An errant throw to first base produced Chatham’s first run of the affair and ended the A’s 15-inning scoreless streak. Willhoite raced home to score on a wild pitch by Hyannis reliever Dennis Colleran, to knot the game at two apiece, and Bryce Martin-Grudzielanek laced an RBI single to right field to give the A’s a 3–2 lead. All three of Chatham’s runs weren’t labeled as earned runs for Frank, though.

“It’s good to be able to take advantage and get the button down,” Lees said. “I had an inkling that they would intentionally walk [Nolan] Schubart but I still felt good about the inning. That’s the chance you got to take and Bryce did that.”

The Harbor Hawks took the lead right back in the top of the sixth frame. After garnering his first strikeout of the contest, Molsky surrendered three base hits in a row—courtesy of Jonathan Gazdar, Donay and Snow—to create another one-run hole for the Anglers.

“Too many balls left in the middle of the plate,” Lees said. “They [Chatham’s pitchers] know that but you gotta execute better. Three hits in a row, they’re not in the corner just right down the middle.”

Chatham reliever Jack Brodsky, in the stretch, glanced toward third base before firing. Eike stalled as the pitch soared into the zone. Without taking a load, the righty Harbor Hawk sloped his bat, so his hands stayed above the tip of his barrel, and roped an opposite-field RBI single to right-center in the top of the seventh frame.
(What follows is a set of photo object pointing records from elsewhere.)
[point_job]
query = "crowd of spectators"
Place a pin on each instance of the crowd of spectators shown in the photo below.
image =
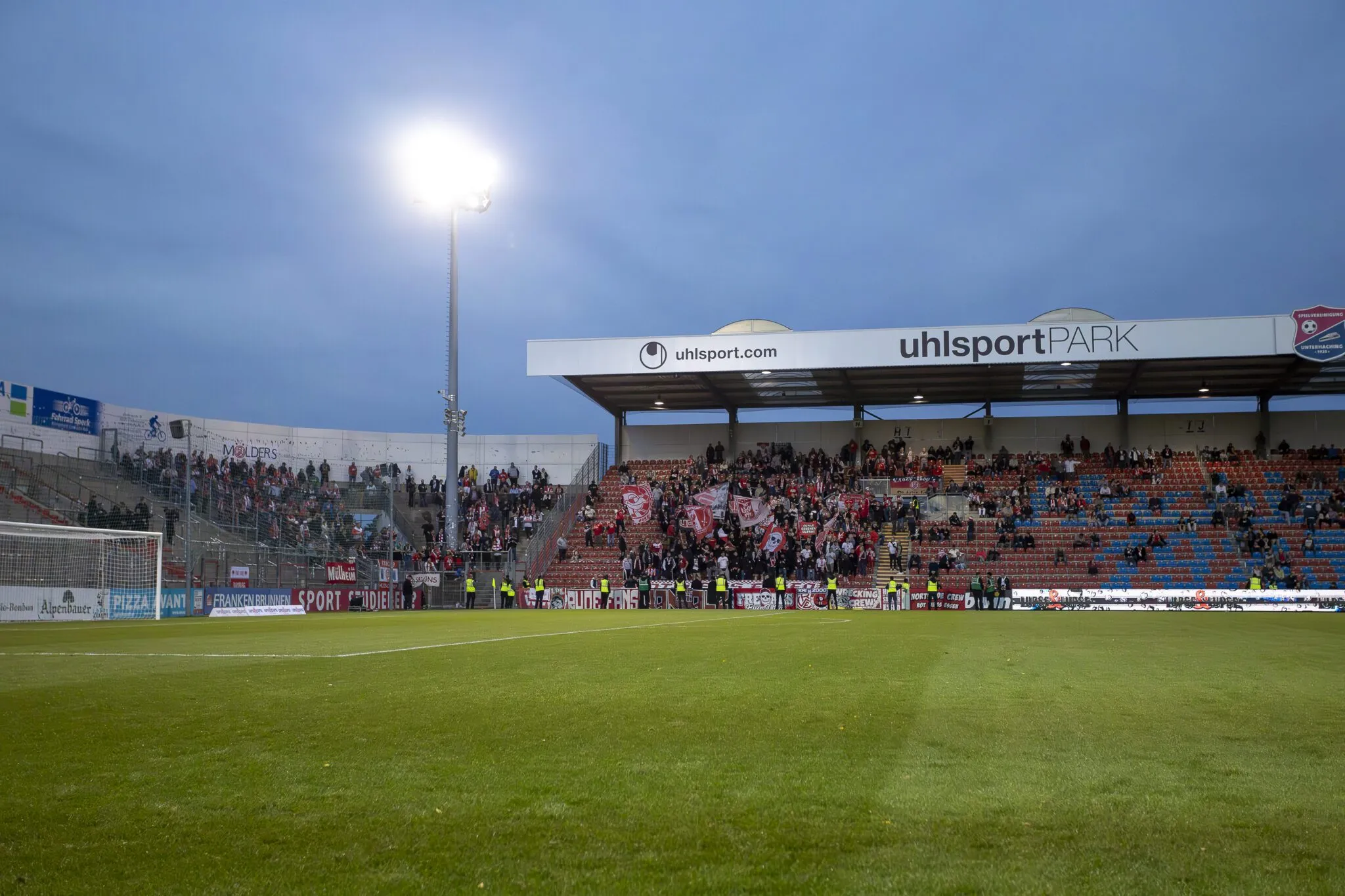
(296, 508)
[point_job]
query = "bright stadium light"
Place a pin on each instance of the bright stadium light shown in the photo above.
(444, 169)
(449, 172)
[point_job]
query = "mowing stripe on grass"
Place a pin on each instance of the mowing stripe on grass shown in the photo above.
(384, 651)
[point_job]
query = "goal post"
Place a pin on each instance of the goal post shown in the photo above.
(62, 572)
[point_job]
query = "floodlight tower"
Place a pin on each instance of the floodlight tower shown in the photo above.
(450, 174)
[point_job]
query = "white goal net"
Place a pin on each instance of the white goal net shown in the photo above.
(61, 572)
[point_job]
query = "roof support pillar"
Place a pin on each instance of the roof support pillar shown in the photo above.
(989, 435)
(1264, 421)
(734, 435)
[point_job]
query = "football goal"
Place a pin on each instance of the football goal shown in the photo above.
(62, 572)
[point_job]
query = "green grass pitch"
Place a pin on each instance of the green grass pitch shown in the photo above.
(797, 753)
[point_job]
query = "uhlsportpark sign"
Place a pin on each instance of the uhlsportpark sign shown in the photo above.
(1034, 343)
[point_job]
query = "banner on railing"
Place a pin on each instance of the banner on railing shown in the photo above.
(638, 501)
(915, 482)
(69, 413)
(940, 601)
(245, 597)
(1238, 599)
(341, 572)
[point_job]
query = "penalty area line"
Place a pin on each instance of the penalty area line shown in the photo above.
(384, 651)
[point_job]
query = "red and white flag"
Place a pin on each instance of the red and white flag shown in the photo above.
(749, 511)
(716, 499)
(772, 539)
(699, 519)
(639, 503)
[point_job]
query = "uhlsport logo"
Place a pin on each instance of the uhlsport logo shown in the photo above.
(653, 355)
(1320, 333)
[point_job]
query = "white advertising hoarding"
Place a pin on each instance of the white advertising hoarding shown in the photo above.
(24, 603)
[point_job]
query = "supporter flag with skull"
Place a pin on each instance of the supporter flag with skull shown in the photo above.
(699, 519)
(749, 511)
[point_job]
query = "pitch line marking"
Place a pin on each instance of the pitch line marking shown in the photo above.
(384, 651)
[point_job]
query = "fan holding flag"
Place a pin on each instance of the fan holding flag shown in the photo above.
(772, 539)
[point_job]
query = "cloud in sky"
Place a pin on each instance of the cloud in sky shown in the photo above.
(200, 215)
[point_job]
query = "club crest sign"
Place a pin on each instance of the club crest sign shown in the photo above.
(1320, 333)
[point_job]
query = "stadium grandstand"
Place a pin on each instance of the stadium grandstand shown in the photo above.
(975, 505)
(284, 503)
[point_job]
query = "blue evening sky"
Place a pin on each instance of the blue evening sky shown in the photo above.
(200, 214)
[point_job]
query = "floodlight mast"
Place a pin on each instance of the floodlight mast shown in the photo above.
(450, 174)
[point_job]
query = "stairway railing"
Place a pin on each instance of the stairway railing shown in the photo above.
(541, 548)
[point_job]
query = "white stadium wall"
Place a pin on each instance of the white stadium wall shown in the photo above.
(60, 423)
(1019, 435)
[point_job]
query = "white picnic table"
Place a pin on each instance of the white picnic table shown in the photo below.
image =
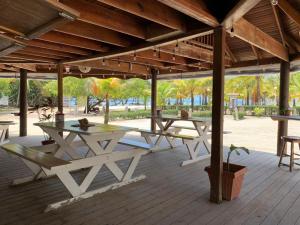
(201, 125)
(101, 140)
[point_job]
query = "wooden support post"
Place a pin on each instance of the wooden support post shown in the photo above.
(60, 91)
(23, 103)
(283, 102)
(153, 97)
(217, 115)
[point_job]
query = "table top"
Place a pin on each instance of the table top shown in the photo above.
(281, 117)
(98, 128)
(177, 118)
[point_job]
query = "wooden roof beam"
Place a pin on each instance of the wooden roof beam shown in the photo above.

With the bases loaded, Brodsky walked Gazdar for Hyannis’ sixth run and Snow clobbered a sacrifice fly to left field to give the Harbor Hawks a 7–3 lead. Lipsey put the cherry on top as he clocked a two-run single into left-center. The low-flying shot zoomed right over the mound, which featured Trey Gibson instead of Brodsky.

“These are our last few games together as a team,” MacDonald said. “Last time we’re gonna play with some of these guys for the rest of our lives. I think we’re just going forward trying to enjoy it.”